二 億 円
それだけ言い放ち、彌生様は立ち去っていった。
傷だらけの私や血とペンキで薄汚れた部屋なんて見向きもしなかった。
「………お母さん。」
思わず零れた言葉。
ねえ、お母さん。私は、ひなたは売られたんじゃないよね?
知らない男の人たちに、お金と引き換えに、ひなたを売り渡したんじゃないよね?
彌生様が、意地悪してるだけだよね?
「………そこの汚い人間、そんなとこにうずくまってると頭イカレるわよ。」
急に聞こえた女の人の声。
「あっ……?誰、ですか?」
「あんたあれでしょ。彌生様に買われた奴でしょ。あんたもツイてないわね。取り敢えず、手当してあげるからいらっしゃい。」
綺麗な長い黒髪に真っ白な肌。
背も高く、メイド服がとても似合っている。
この屋敷にいるメイドさんってことは…弥生様の言っていた刹那さん、だろうか。
「……刹那さん、ですか?」
驚いたように此方を見たが、すぐに冷静な顔つきに戻った。
「驚いた。まさか名前を知っているなんて。
そうよ。私は刹那。あの変態に使用人としてこの屋敷に監禁されているの。」
突っ込み所が満載である。
刹那さんは彌生様に良い印象は無いらしい。
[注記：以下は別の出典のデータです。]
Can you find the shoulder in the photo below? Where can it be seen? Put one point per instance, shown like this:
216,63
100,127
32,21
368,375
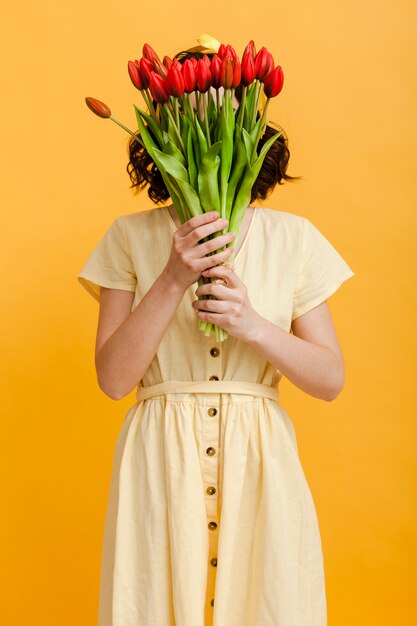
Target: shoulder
143,222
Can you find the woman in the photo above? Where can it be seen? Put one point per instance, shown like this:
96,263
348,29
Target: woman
210,518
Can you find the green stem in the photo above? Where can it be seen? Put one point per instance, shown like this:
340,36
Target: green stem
258,87
205,107
260,130
168,110
242,107
126,129
148,99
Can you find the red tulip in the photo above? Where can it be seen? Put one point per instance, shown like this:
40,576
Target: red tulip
157,88
98,107
250,49
248,69
145,69
226,74
237,72
203,76
263,63
134,73
215,69
177,64
174,83
273,82
188,74
167,61
221,52
231,51
149,53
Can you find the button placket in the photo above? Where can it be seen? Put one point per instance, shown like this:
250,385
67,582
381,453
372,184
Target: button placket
210,456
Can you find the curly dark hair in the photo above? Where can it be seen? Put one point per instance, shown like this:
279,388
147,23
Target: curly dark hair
143,171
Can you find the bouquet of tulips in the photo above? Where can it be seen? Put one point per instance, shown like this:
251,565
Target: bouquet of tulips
207,157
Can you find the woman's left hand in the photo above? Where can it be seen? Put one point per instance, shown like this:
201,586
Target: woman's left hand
232,310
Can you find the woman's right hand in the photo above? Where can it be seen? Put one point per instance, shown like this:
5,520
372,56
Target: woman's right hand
188,257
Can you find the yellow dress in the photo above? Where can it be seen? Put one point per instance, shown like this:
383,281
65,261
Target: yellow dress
210,519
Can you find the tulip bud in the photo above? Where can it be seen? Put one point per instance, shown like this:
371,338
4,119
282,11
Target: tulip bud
167,61
174,83
221,52
177,64
248,69
250,49
203,76
263,63
215,69
98,107
188,74
237,72
145,69
231,51
149,53
273,82
134,74
226,74
157,88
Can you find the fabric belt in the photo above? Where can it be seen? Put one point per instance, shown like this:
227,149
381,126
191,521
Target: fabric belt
208,386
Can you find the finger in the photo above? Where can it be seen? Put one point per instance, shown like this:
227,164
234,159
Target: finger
217,290
211,306
223,271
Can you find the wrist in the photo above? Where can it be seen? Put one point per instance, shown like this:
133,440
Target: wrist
171,286
258,330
それにこの言葉遣い…
「あの、言いにくいんですけど…
彌生様に、怒られませんか?」
言葉遣いもだけれど、私と会話をしていることも。
彌生様に見つかれば、また罰を受けることに───
「ああ、大丈夫よ。許可が降りているから。あんたの手当をしとけって、さっき言われたのよ。会話も多少は構わない、少し話相手をしてあげなさいって。」